In terms of governmental policy toward leave, the U.S. has a less generous policy than any other OECD country, save Australia, where the issue is a hot political topic. Up in Canada, both moms and dads have access to government funded leave. Ditto in Sweden, where dads have special use-it-or-lose-it month of paid leave -- a benefit that 80 percent of men take advantage of. In the U.S., by way of contrast, Working Mother Magazine managed to find (in 1997) a grand total of 32 American companies that offered men paid leave.
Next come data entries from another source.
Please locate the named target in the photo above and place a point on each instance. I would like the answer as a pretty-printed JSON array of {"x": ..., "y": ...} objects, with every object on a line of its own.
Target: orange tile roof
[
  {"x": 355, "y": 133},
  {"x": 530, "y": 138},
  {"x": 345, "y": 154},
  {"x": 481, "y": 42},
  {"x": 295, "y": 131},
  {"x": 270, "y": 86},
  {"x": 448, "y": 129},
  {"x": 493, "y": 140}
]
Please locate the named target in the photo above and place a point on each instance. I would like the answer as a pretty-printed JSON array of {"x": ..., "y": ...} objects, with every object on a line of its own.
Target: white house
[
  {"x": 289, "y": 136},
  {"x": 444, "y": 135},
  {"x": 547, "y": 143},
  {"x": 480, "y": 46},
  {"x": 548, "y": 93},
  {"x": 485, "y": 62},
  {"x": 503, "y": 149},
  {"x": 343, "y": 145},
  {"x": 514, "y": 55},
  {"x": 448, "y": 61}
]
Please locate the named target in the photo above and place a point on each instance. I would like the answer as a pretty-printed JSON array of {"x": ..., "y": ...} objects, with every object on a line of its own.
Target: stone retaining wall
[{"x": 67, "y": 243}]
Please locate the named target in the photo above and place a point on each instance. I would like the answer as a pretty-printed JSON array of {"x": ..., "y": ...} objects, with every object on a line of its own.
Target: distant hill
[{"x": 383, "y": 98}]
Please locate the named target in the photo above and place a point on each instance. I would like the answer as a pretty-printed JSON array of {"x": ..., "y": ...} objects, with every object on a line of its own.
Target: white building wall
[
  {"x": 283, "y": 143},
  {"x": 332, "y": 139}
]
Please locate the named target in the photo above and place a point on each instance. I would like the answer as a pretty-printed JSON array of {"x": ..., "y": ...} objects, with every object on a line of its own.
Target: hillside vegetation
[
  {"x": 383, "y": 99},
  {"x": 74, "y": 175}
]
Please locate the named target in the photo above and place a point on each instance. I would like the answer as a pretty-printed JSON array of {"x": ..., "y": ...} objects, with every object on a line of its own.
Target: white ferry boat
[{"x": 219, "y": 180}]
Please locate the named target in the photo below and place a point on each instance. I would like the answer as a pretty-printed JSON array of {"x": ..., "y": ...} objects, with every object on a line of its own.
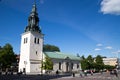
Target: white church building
[{"x": 31, "y": 50}]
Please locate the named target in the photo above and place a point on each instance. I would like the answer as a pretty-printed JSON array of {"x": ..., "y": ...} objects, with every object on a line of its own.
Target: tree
[
  {"x": 99, "y": 62},
  {"x": 84, "y": 63},
  {"x": 90, "y": 62},
  {"x": 7, "y": 56},
  {"x": 50, "y": 48},
  {"x": 47, "y": 64}
]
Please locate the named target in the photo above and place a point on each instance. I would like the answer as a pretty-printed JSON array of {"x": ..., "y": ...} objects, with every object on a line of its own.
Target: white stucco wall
[{"x": 31, "y": 52}]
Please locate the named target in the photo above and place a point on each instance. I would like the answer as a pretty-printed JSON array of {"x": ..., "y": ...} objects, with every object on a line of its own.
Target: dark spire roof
[{"x": 33, "y": 21}]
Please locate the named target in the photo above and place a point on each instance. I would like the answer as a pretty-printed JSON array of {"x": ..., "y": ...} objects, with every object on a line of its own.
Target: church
[{"x": 31, "y": 50}]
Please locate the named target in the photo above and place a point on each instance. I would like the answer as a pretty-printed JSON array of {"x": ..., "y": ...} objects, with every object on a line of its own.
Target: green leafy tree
[
  {"x": 50, "y": 48},
  {"x": 99, "y": 62},
  {"x": 7, "y": 56},
  {"x": 47, "y": 64},
  {"x": 90, "y": 62},
  {"x": 84, "y": 63}
]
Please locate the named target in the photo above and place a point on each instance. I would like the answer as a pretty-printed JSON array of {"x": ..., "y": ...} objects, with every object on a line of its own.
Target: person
[
  {"x": 115, "y": 72},
  {"x": 57, "y": 72},
  {"x": 85, "y": 72},
  {"x": 73, "y": 74},
  {"x": 91, "y": 72},
  {"x": 81, "y": 73}
]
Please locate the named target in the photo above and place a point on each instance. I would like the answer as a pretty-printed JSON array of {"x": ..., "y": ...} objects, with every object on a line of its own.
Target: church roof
[
  {"x": 33, "y": 21},
  {"x": 60, "y": 55}
]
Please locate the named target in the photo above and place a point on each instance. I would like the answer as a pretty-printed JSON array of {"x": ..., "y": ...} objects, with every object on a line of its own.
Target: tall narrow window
[
  {"x": 26, "y": 40},
  {"x": 36, "y": 52},
  {"x": 38, "y": 41},
  {"x": 77, "y": 66},
  {"x": 35, "y": 40},
  {"x": 71, "y": 65},
  {"x": 59, "y": 65}
]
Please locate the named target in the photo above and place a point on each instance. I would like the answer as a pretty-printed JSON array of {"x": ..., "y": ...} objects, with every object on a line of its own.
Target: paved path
[{"x": 98, "y": 76}]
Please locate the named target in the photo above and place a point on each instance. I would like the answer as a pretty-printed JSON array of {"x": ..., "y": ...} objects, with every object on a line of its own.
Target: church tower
[{"x": 31, "y": 45}]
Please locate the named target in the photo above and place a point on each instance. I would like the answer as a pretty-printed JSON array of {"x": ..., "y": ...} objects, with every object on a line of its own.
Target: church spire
[{"x": 33, "y": 20}]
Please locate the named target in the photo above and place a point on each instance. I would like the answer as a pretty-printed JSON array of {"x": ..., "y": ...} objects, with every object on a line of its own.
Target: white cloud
[
  {"x": 97, "y": 49},
  {"x": 110, "y": 7},
  {"x": 99, "y": 45},
  {"x": 108, "y": 47}
]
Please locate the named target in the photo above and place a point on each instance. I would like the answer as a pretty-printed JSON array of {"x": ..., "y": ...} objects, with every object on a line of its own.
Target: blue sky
[{"x": 86, "y": 27}]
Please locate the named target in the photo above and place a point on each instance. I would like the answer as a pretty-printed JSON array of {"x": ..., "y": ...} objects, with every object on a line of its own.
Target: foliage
[
  {"x": 108, "y": 67},
  {"x": 47, "y": 64},
  {"x": 50, "y": 48},
  {"x": 7, "y": 56},
  {"x": 92, "y": 63}
]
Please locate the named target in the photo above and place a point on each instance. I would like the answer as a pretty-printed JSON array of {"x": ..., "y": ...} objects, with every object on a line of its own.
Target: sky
[{"x": 84, "y": 27}]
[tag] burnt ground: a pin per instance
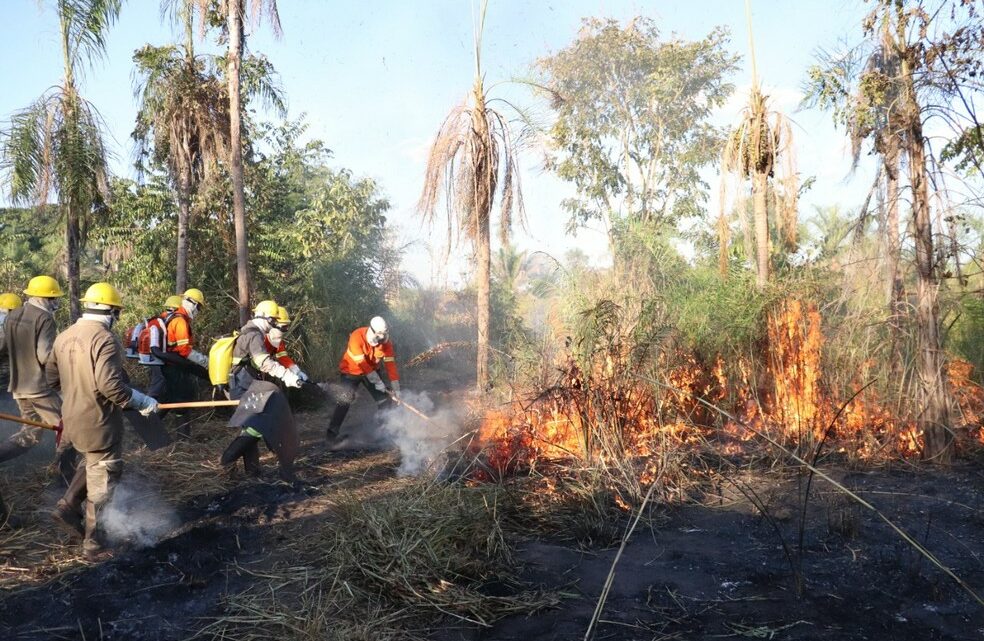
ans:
(712, 570)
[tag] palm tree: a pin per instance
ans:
(56, 144)
(473, 163)
(758, 149)
(182, 123)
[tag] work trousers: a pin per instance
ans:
(44, 409)
(99, 474)
(349, 387)
(156, 385)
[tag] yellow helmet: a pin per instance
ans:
(195, 295)
(283, 318)
(266, 309)
(44, 287)
(102, 294)
(9, 301)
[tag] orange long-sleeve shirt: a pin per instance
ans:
(179, 337)
(360, 357)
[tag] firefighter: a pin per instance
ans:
(274, 342)
(369, 349)
(29, 333)
(152, 343)
(8, 302)
(182, 362)
(255, 372)
(86, 364)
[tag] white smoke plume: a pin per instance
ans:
(422, 442)
(137, 515)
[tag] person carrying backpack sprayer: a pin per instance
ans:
(86, 365)
(369, 349)
(182, 362)
(244, 363)
(28, 336)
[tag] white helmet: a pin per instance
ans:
(378, 330)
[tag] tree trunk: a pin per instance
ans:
(236, 161)
(73, 260)
(893, 248)
(760, 185)
(184, 215)
(483, 190)
(934, 403)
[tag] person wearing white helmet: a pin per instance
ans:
(256, 371)
(369, 350)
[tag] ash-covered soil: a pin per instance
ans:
(720, 569)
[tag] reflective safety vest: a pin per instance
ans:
(153, 337)
(179, 337)
(360, 357)
(279, 353)
(132, 337)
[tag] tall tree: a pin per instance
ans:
(633, 120)
(846, 84)
(182, 122)
(56, 144)
(473, 163)
(760, 150)
(235, 15)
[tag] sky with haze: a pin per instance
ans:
(375, 79)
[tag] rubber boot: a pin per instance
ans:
(251, 459)
(244, 447)
(10, 450)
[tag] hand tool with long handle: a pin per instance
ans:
(27, 421)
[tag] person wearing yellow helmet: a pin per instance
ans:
(8, 302)
(28, 335)
(182, 363)
(257, 373)
(86, 365)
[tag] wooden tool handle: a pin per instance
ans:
(178, 406)
(27, 421)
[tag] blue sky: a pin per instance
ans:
(375, 79)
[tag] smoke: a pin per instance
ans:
(422, 442)
(137, 515)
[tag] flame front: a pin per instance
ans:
(609, 415)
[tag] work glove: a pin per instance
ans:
(291, 379)
(299, 373)
(144, 404)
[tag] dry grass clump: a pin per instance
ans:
(380, 569)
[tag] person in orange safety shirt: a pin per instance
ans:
(369, 350)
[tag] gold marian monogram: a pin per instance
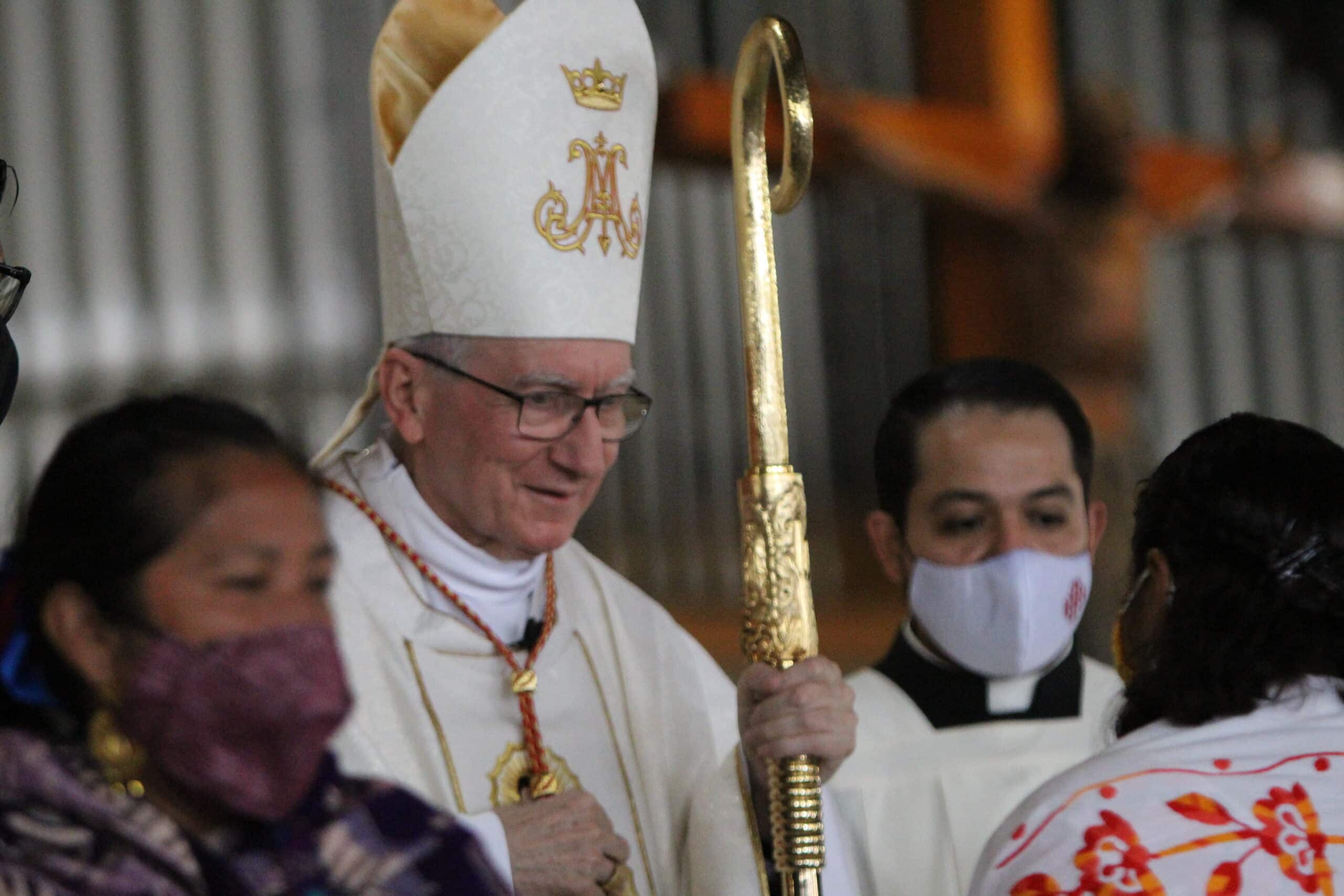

In France, well-funded and well-regarded preschools are available for every child, and every child is has unfettered access to medical care. Paid maternity leave runs for a year. Not surprisingly -- as Amy notes in the comments -- this attention to kids shows up in the poverty stats: France has about 6 percent of its children living in poverty. The U.S. number: 17 percent.

That's the government policy. U.S. companies are notoriously stingy with family-centric benefits.

There is a flip side, as Michael point out. The U.S. has a low tax burden, ample opportunity for entrepreneurship and far less rigid government regulation of business than in other countries. We are the world's economic development engine, with a rate of unemployment (5.6 percent) far lower than that of France (9.6 percent). But just because the U.S. remains relatively more financially robust than other nation, we are not somehow more family-friendly.

(Thanks to Ann Crittenden, upon whose book -- The Price of Motherhood -- much of this post is based.)